When diving, the first question always comes up: "How many dives have you done?" It's a polite way to check experience levels. I had about 10-15 dives, the French girl had 6, and then the modest Malaysian guy quietly shared that he had already completed 72 dives.
"How long have you been diving?" I asked in complete surprise. "Two years," he answered simply. "Me too," I laughed, "quite the small difference..."
I inquired further: "So you've really made it a hobby?" I was trying to understand if this was his profession or just a very expensive hobby.
"I'm trying to reach master diver status and accumulate as many dives as possible," he explained and shared that he had dived extensively around Malaysia, reaching some of the most dangerous diving areas. "That's where you see nature at its best," he said, his eyes lighting up.
It turns out he's here for just one day: to dive, then continue to the next island, stay there for a day to dive, and so on. It was fascinating to hear his story and see the passion in his eyes when he talked about the places he had dived. Whenever you meet someone so enthusiastic about their field, it's contagious.
The French girl, on the other hand, was quite anxious. The instructor suggested she stay close to him. For a moment, I feared her anxiety might be contagious, but I quickly adjusted to the water and the sensation of being underwater again.
Overall, it takes a minute or two to get used to it again, especially after realizing I hadn't dived for a whole year. It was a bit funny, and perhaps even dangerous, because there were things I had completely forgotten and only remembered when they were pointed out to me: "Oh, right, that's how you equalize pressure... Yes, deep and long breaths..."
The first dive was mainly about adjustment. We saw the underwater life, but the water was very murky, so it wasn't particularly exciting. More like a warm-up for the next dive.
We had to wait an hour between dives to regulate the pressure that builds up in the body during diving. I recalled the lessons with Ricardo, my instructor in Mexico, who would emphasize this point over and over.

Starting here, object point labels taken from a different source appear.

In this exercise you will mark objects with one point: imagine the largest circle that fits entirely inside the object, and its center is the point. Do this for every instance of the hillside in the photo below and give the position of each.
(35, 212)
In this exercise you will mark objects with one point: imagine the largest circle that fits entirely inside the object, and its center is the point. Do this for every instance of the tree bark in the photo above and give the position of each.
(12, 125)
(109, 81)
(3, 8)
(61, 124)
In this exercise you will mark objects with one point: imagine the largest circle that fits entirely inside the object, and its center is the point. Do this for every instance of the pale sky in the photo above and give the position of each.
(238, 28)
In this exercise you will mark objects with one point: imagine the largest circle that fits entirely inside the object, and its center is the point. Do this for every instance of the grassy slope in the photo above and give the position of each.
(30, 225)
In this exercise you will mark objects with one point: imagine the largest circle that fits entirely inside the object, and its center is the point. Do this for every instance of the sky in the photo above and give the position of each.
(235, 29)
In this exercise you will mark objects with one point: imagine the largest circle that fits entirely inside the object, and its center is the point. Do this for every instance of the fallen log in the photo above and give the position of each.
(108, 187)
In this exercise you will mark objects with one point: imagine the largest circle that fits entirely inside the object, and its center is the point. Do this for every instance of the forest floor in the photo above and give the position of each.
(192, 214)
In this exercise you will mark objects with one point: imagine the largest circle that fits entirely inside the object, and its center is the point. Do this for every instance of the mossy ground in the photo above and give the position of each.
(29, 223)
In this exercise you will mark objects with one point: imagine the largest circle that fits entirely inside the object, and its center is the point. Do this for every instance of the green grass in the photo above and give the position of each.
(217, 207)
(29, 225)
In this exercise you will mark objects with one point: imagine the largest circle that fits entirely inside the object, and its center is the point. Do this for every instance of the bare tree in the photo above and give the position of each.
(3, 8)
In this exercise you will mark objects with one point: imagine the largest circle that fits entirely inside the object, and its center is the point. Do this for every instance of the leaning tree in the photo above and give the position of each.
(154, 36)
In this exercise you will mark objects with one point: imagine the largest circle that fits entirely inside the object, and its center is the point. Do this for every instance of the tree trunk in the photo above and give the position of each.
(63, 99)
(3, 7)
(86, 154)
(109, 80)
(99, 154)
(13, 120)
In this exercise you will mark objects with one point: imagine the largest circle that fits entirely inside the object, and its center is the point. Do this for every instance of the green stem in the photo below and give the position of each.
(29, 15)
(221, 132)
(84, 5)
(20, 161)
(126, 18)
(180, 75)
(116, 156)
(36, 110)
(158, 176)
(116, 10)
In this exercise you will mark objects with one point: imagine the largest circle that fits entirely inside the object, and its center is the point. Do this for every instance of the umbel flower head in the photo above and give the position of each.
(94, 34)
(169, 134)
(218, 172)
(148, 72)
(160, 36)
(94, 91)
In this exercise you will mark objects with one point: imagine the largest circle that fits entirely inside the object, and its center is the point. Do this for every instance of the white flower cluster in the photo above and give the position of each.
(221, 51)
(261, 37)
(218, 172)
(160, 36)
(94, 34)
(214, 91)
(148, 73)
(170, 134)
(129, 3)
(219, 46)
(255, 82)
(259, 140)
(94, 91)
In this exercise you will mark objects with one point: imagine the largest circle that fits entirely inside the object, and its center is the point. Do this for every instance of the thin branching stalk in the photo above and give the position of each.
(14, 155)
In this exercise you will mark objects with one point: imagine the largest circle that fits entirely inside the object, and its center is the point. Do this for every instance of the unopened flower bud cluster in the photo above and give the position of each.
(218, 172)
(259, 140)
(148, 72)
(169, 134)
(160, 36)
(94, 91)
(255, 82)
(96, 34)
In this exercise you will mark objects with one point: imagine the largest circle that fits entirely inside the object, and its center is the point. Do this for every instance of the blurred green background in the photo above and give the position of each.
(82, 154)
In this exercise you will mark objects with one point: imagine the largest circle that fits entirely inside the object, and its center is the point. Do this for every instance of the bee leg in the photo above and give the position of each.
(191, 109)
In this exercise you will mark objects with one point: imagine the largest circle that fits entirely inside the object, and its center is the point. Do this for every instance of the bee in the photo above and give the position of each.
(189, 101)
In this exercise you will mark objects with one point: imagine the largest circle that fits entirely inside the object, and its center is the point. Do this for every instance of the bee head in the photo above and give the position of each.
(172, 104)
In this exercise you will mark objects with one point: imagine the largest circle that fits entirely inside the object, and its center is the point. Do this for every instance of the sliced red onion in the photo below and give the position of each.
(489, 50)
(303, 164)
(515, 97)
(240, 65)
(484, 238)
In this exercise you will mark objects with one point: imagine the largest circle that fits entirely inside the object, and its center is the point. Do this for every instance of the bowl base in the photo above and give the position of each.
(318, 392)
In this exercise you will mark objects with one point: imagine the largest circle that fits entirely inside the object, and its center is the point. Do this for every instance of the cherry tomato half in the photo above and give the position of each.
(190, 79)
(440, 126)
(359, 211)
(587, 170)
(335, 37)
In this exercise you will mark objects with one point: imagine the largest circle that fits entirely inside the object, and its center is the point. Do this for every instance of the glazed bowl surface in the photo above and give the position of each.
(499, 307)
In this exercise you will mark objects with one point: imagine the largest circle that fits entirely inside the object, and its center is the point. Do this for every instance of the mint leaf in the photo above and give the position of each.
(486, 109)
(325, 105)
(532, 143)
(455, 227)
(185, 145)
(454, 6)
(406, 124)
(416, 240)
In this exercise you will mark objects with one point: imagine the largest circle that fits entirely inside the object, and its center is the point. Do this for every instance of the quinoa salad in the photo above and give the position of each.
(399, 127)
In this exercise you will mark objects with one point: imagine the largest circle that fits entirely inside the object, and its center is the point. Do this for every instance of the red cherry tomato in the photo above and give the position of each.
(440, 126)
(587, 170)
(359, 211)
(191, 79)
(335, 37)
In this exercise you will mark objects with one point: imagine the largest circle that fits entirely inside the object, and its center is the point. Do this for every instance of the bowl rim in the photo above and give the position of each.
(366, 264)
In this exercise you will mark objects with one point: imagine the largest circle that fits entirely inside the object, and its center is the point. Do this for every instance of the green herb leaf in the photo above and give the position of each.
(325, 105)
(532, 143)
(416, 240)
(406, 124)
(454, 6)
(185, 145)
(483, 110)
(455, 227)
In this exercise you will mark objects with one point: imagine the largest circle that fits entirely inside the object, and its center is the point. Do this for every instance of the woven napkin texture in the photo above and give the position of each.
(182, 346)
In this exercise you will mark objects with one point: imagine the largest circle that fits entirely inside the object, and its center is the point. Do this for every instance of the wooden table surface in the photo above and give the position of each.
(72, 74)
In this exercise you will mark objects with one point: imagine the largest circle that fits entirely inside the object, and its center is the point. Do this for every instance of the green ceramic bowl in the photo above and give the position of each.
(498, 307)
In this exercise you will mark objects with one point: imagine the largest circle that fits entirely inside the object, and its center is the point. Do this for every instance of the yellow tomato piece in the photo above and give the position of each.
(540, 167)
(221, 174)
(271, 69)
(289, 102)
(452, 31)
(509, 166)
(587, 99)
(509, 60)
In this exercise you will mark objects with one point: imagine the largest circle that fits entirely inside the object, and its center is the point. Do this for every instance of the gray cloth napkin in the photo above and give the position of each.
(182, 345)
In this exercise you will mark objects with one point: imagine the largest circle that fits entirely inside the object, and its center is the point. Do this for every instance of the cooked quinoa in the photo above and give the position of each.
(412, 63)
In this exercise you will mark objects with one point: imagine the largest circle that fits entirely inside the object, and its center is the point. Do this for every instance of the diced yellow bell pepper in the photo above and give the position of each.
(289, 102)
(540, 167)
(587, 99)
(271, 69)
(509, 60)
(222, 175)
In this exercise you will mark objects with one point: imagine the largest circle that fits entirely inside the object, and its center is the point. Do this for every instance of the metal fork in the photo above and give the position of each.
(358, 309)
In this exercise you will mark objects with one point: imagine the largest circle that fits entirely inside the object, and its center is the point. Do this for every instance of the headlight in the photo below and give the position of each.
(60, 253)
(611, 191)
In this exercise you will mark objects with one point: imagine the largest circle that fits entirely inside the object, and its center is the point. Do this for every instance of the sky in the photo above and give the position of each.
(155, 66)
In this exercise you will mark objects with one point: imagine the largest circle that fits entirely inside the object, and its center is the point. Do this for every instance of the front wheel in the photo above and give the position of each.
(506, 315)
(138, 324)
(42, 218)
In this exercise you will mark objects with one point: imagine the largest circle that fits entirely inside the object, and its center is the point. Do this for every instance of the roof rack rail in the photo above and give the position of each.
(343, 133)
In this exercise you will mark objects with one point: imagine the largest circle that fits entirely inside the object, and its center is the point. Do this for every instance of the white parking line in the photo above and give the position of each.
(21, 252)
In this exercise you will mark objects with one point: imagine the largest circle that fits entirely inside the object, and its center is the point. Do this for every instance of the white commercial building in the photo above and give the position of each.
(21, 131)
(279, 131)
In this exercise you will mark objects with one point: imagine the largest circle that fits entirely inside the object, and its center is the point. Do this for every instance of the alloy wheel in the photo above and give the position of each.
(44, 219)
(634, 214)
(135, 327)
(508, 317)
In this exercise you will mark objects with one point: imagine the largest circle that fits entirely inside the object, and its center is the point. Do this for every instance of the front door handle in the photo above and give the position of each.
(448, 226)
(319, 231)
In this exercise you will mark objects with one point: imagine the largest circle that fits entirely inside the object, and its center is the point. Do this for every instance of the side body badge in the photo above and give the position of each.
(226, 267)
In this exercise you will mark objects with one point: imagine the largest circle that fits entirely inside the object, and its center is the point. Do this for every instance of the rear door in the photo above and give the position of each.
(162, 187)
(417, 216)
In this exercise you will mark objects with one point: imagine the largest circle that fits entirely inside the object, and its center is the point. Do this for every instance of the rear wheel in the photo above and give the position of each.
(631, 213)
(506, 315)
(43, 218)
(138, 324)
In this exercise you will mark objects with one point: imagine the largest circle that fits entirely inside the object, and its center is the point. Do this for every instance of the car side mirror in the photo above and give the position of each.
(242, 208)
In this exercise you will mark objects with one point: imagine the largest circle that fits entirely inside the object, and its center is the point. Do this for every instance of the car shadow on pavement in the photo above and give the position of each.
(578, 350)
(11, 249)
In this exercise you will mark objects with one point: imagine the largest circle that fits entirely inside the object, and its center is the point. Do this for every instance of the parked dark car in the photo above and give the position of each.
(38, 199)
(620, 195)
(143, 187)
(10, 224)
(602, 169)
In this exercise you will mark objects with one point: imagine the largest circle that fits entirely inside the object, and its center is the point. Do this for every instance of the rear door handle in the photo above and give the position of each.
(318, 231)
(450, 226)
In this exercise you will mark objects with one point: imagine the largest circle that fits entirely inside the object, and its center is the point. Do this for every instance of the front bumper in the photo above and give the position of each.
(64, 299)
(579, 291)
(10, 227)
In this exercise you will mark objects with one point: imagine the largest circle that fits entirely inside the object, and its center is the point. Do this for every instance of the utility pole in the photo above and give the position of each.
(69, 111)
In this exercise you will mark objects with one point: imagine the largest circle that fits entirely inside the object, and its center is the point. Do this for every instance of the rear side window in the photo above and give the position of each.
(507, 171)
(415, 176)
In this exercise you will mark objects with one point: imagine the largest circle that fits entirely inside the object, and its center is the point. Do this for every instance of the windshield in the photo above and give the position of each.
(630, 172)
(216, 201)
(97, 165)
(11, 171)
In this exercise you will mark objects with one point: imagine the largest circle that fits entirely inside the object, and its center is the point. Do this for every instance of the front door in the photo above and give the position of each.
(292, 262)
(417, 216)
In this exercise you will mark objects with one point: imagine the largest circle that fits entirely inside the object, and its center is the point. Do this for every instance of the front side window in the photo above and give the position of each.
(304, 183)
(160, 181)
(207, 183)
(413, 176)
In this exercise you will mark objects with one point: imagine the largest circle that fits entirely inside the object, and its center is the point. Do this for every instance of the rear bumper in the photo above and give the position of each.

The wait was pleasant; we sat on the boat, drank hot coffee, and talked about the places we'd seen around the world.
In the second dive, which was at a completely different site, the underwater landscape was simply breathtaking. The water was clear and blue, and we saw schools of colorful fish passing by. I'm always fascinated by their ability to move as one group, as if they share a collective mind.
And then we saw it – a giant sea turtle swimming with ease as if life were just perfect. Little Nemo was there too (far from his home in Australia, I wondered if he came here on vacation). This experience sent shivers of excitement through me.
Now I was feeling comfortable underwater, so comfortable that I started doing silly things like simulating free-falling, releasing air, and basically "falling" to the sea floor. Or curiously following a colorful fish, only to suddenly realize I had distanced myself from the group almost too much.
I wondered if we would suddenly reach the fish's home and he would say to his mother: "Mom, look what I found!" And she would be surprised to see that her fish son had brought home an overly curious diver again.
When we returned to the boat, I felt that special quietness that comes after a dive. Something is mesmerizing about the underwater world – a quiet, slow world full of life so different from our own. Perhaps that's what draws me back again and again – the knowledge that I am a guest in a completely different world.
On the way back to shore, I rinsed my mask and fins in fresh water and looked at the sea. I wonder how many secrets are still hidden there, how many wonderful creatures live peacefully beneath the surface. And perhaps, who knows, maybe there's a small fish now telling his friends about the funny diver who thought she was falling.